Seit langen Tagen habe ich Dir versprochen, dies kurze Erinnerungsstatement zu schreiben. Wie lange hast Du warten müssen? Jedenfalls zu lange, um Dir zu signalisieren, wie viel mir der Tag bei Dir bedeutet und wie heftig ich nach einer Wiederholung giere. Ich hatte viel zu arbeiten – aber das ist keine Entschuldigung für die verzögerte Abgabe meiner Erinnerung. Lässt man eine HERRIN warten? Eine solch wunderbare wie DICH jedenfalls nicht! Mich bedrückt, dass ich es tat und so bitte ich Dich auf den Knien meines Herzens: Lass mich sühnen, bestrafe mich dafür und gib mir so das Gefühl, dass Du mir meine Nachlässigkeit verzeihst.

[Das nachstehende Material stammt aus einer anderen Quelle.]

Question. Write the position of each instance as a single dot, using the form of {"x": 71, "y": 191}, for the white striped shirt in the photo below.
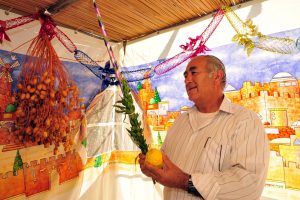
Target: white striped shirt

Ich wage mir, einen Vorschlag zu machen: Für jeden Tag, den ich Dich warten ließ, züchtige mich bitte! für den ersten Tag gib mir auf jede Pobacke je einen strengen Hieb mit dem biegsamen Rohrstock, für den zweiten je zwei, für den dritten je drei …. O weh! Ich ahne, was ich da erbettle! Und ich ahne, wie Du diese Strafe mit weiblich warmer, und doch fordernder Stimme zelebrierst: „Diesen ersten für den ersten Tag – diese beiden für den zweiten Tag – diese drei für den dritten Tag ….“ Und wie dabei Deine Konzentration aufs Äußerste angespannt ist, Deine Strenge nie nachlässt, eher immer entschlossener, ja aufreizend grausamer wird. - Wann werde ich nach einer Pause lechzen? Dich um Aufschub anbetteln? Aber Du bleibst entschlossen streng, ziehst nur die Gurte, mit denen Du mich gefesselt hast, ein wenig fester – nicht die kleinste, feige Ausweichbewegung erlaubst Du mir.

Im Gegenteil: Ungeschützt, hilf- und wehrlos muss ich meinen nackten Po Dir entgegenrecken. Unnachgiebig, konsequent wirst Du immer weiter einen Hieb um den anderen mir aufbrennen, mir mein Versäumnis tief ins Herz einbrennen. Aber ich weiß auch, dass Du mir mit solchem Denkzettel liebevoll hilfst! Je unnachgiebig strenger die Hiebe ausfallen, um so mehr! Wirst Du mir diese Strafe schenken? Zusätzlich zur ohnehin erhofften Auspeitschung? BITTE tu’s! Streng, unnachgiebig sehr streng! Dann werde ich spüren: Du meinst es ernst mit mir!


In gieriger Demut, in kniender Dankbarkeit, in heißer Sehnsucht


Johannes,
der sich den Ehrentitel, Dein „Sklave“ zu sein, noch nicht verdient hat. Der sich aber bemüht und artig und gehorsam um Deine wunderbaren Züchtigungen betteln wird.